The simplified LPTN for the modular machine is developed based on the model in Motor-CAD v13.1 as shown in Figure A3 (see Appendix A). It is worth noting that the heat convection from the flux gap surfaces to air should be introduced to obtain more accurate machine temperature distribution for the modular machines. The equivalent thermal resistances can be calculated by (A1) to (A13). The steady-state temperatures of PMs at different rotor speeds have been calculated by the LPTN as shown in Figure 9. Like the trend of losses presented in the previous section, the temperatures within both machines increase with increasing rotor speed. It is also found that when the rotor speed is low, the magnet temperatures within the modular machine are slightly higher than those within the non-modular machine due to higher copper loss and iron losses. However, when the rotor speed is beyond the base speed, the temperatures within the modular machine are reduced due to the influence of magnet demagnetization. In addition, to prevent the PM from irreversible demagnetization, the critical temperature of the PM material chosen in this paper is around 150 °C [21]. It can be seen that the magnet temperature in the modular machine is always lower than the critical temperature for the full speed range. By contrast, the temperature of the non-modular machine can go beyond the critical temperature, leading to potentially serious irreversible demagnetization.
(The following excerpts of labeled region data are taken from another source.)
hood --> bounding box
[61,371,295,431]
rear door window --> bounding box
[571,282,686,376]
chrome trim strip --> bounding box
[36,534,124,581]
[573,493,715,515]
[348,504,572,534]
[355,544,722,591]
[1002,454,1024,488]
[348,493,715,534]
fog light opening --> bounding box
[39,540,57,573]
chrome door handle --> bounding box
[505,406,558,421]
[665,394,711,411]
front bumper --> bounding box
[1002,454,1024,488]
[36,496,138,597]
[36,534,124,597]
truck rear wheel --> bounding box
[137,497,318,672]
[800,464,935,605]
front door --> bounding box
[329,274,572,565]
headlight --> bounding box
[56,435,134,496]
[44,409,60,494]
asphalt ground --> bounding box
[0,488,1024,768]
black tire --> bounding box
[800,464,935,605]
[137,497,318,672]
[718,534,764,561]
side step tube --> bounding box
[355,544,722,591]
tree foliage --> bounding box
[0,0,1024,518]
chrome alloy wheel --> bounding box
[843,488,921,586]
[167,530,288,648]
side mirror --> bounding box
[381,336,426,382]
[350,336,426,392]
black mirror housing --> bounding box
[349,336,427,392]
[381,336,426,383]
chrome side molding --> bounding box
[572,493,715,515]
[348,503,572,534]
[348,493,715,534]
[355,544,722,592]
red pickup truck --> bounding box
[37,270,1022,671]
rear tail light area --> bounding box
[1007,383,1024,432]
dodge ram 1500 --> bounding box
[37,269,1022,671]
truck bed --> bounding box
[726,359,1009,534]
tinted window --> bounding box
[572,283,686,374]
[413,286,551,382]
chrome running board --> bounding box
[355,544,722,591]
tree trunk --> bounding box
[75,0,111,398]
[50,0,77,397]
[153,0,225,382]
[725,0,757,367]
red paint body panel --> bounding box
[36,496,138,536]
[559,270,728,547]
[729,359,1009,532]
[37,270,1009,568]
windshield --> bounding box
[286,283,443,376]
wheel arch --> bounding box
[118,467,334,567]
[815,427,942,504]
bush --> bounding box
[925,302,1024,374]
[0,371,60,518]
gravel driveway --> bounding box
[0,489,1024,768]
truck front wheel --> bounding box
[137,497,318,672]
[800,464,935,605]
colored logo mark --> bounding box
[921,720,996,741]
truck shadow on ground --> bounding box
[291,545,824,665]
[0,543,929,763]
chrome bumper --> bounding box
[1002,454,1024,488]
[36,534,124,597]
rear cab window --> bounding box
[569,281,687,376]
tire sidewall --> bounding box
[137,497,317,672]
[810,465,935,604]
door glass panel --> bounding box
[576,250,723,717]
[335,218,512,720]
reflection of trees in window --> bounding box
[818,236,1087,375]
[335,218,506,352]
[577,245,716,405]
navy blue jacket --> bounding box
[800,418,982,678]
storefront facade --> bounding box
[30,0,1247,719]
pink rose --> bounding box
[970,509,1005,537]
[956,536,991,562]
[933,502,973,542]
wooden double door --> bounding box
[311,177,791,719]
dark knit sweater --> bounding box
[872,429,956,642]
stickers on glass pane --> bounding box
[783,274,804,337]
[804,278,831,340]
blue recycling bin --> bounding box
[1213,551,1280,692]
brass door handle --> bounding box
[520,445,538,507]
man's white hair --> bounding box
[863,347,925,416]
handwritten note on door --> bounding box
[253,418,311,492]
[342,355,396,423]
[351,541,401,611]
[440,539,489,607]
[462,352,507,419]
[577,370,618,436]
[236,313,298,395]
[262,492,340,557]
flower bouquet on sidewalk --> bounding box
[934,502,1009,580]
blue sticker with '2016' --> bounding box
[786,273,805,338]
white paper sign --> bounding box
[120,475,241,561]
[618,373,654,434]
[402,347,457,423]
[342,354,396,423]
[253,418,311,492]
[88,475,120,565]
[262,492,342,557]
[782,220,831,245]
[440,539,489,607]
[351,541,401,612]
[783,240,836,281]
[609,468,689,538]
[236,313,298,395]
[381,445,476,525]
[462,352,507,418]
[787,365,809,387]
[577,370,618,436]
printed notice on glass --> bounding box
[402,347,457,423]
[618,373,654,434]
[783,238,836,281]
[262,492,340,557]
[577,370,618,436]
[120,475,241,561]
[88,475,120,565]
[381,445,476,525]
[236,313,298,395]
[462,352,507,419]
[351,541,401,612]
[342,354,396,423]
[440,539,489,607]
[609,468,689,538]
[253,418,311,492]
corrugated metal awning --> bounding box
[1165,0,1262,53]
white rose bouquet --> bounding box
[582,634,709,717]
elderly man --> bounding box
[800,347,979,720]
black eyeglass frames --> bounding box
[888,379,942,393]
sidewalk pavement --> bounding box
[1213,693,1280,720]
2.2.3. Dynamic Performance

To evaluate the impact of temperature rise on machine EM performance, the temperature-dependent B(H) curve and the temperature speed curve are implemented to re-evaluate the torque speed curve for the modular and non-modular machines, as shown in Figure 10. It is worth noting that the EM performances of the machines without the coupled model do not consider the influence of temperature variation within the machine. The material properties are all chosen at 20 °C. In contrast, the EM performances obtained by the coupled model fully consider the thermal influence. This includes the impact of temperature on PM demagnetization and copper resistance. It can be found that for both machines, when the demagnetization caused by temperature rise is considered, the torque is reduced due to reduced PM flux-linkage. Furthermore, the increased temperature improves both the base and maximum speeds, also due to reduced PM flux-linkage as calculated by (5) and (6). Therefore, although the demagnetization can reduce the EM performance in the constant torque region, it can improve the performance in the flux weakening region.
As shown in Figure 11, the iron losses and PM eddy current losses are reduced due to the demagnetization caused by temperature rise. It is worth noting that the losses at each speed have been calculated under the condition that the investigated machines operate under maximum torque per ampere or per volt control. However, the copper loss will be increased due to the increase in coil temperature. These variations in losses and also on-load torque due to temperature rise will lead to a significant change in the efficiency maps for the modular and non-modular machines, as shown in Figure 12. It can also be found that, similar to the EM-only predictions, although both machines have similar peak efficiency, the area for peak efficiency of the modular machine is larger than that of the non-modular machine.

3. Conclusions

In this paper, the dynamic performance considering the EM–thermal coupling has been investigated for both the modular and non-modular machines. Compared to the non-coupled EM-only analysis, the coupled EM–thermal modelling can consider the effect of temperature rise on magnet properties, e.g., the remanence and coercivity and copper resistivity. For example, at a given temperature, the EM performance, such as the PM flux linkage, stator and rotor core iron losses, PM eddy current loss, and copper loss, can be calculated. The calculated losses will be used as input in the thermal model to calculate an updated temperature distribution, which, in turn, will allow the calculation of updated EM performance. This will make accurate analysis of dynamic performance under different operating conditions possible. Based on the results obtained by the coupled EM–thermal models, it was found that compared with the non-modular machine, the modular machine generally has higher torque and efficiency under different operating conditions. This is mainly due to the introduced flux gaps in alternate stator teeth that can be used to boost both the EM and thermal performances. The flux gaps result in high torque density and better demagnetization withstand capability. In addition, the flux gaps also provide additional cooling channels that can reduce the machine temperature, especially the PM temperature. In conclusion, the performance improvements of the modular machine have been fully revealed according to the coupled EM–thermal modelling of steady-state dynamic performances.

Author Contributions

Writing—original draft, W.Z.; writing—review and editing, G.-J.L. and Z.-Q.Z.; funding acquisition, B.R. and Y.C.C. All authors have read and agreed to the published version of the manuscript.

Funding

This work is partially supported by the UK Engineering and Physical Science Research Council (EPSRC) under Grant No. EP/T017988/1 and partially sponsored by Motor Design Ltd., An Ansys Company.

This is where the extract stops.